Maybe if I brought a little generator along…
“What’re you smiling about?” Iggy demanded as I parked.
“Just thinking of what’s coming down the pike.”
* * *
From the looks of things, Gerald was running on fumes, and Paige was right behind him. We had one suite shared for the four of us since we’d stopped using Raymond’s card, pooling our meager savings.
“Okay. I’ve got some updates for you guys. I’m working on getting you a spot in the Thursday night showcase. It’s opening night so it’s not exactly high status, but.” Gerald shrugged. “It’s the most likely chance to get an opening. And it’s a not a juried showcase, but there are industry pros in attendance, label heads looking for new talent, yada yada yada. Also,” he paused for a jaw-cracking yawn, “Lord, I need to sleep. Also, I might be able to get you a meeting with an old family friend who has some pull in the industry. It’s not a promise. Just a maybe. I called them the other day, but they’re hella busy, so…”
“Thank you,” I said. “Seriously.

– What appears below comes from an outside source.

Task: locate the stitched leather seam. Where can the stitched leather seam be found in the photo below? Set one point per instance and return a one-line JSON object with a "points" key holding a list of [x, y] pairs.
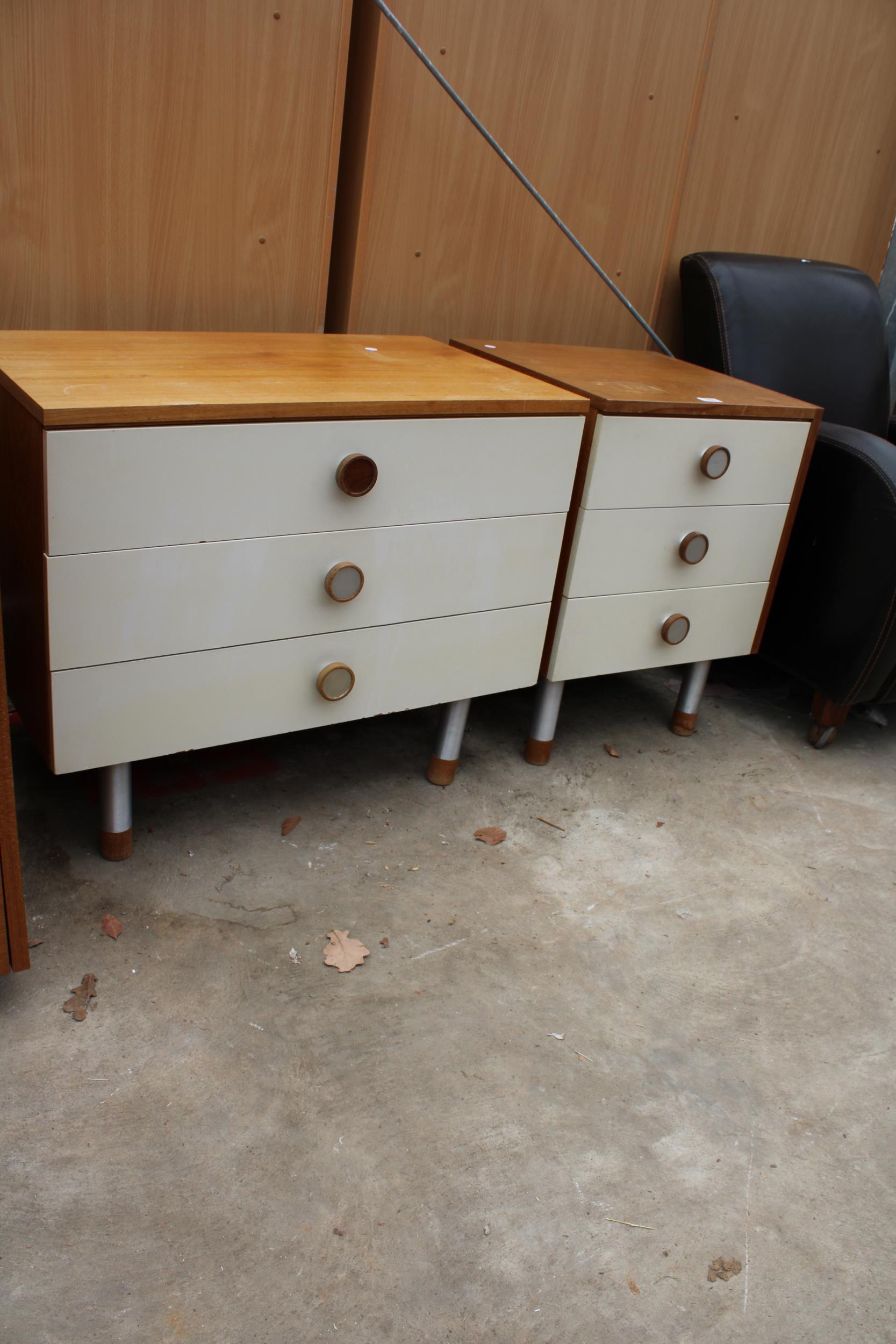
{"points": [[720, 313], [891, 613]]}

You’ve just gone above an beyond, man.”
Iggy nodded. “I knew you were amazing, but I had no idea you were a superhero.”
Gerald snorted. “Dork.”
“Maybe, but I’m a dork with lodgings onsite.” Iggy told Paige and Gerald about Monty’s ‘gift,’ frowning when Gerald made a concerned sound. “What? It’s way closer than staying here and trying to drive in.”

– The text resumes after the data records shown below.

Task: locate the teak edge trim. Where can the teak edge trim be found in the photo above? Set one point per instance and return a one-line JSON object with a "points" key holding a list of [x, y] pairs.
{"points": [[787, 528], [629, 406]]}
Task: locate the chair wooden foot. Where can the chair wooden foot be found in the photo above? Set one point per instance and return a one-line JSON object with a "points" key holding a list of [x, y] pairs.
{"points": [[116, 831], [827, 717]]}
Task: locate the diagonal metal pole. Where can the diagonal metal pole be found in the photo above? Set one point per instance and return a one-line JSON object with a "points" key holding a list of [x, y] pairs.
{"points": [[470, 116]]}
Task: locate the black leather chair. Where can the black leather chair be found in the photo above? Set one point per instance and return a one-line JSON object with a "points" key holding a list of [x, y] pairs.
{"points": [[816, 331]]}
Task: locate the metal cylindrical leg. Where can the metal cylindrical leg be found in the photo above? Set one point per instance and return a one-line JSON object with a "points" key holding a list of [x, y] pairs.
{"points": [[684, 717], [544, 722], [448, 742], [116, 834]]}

“And it’s also somewhere Raymond knows. And could possibly turn up at, if he was feeling froggy..”
“But,” Paige pointed out, “it’s also free. Kind of.”
Gerald made another displeased noise, but it ended in a sigh. “I mean, there’s no great way to do this. Either stay here and spend money we’re fast running out of or use Raymond’s usual rental and hope he’s either staying at his condo in the city or just doesn’t check the place out.”
Iggy nodded. “It’s the least worst option. Because if we need to get back to California, I’d really prefer we had gas money to do it. Picking up these one-off gigs is awesome, but none of them have paid us a dime.”
I nodded. “I’m for it.”
Paige threw out their arms. “Cabin time!”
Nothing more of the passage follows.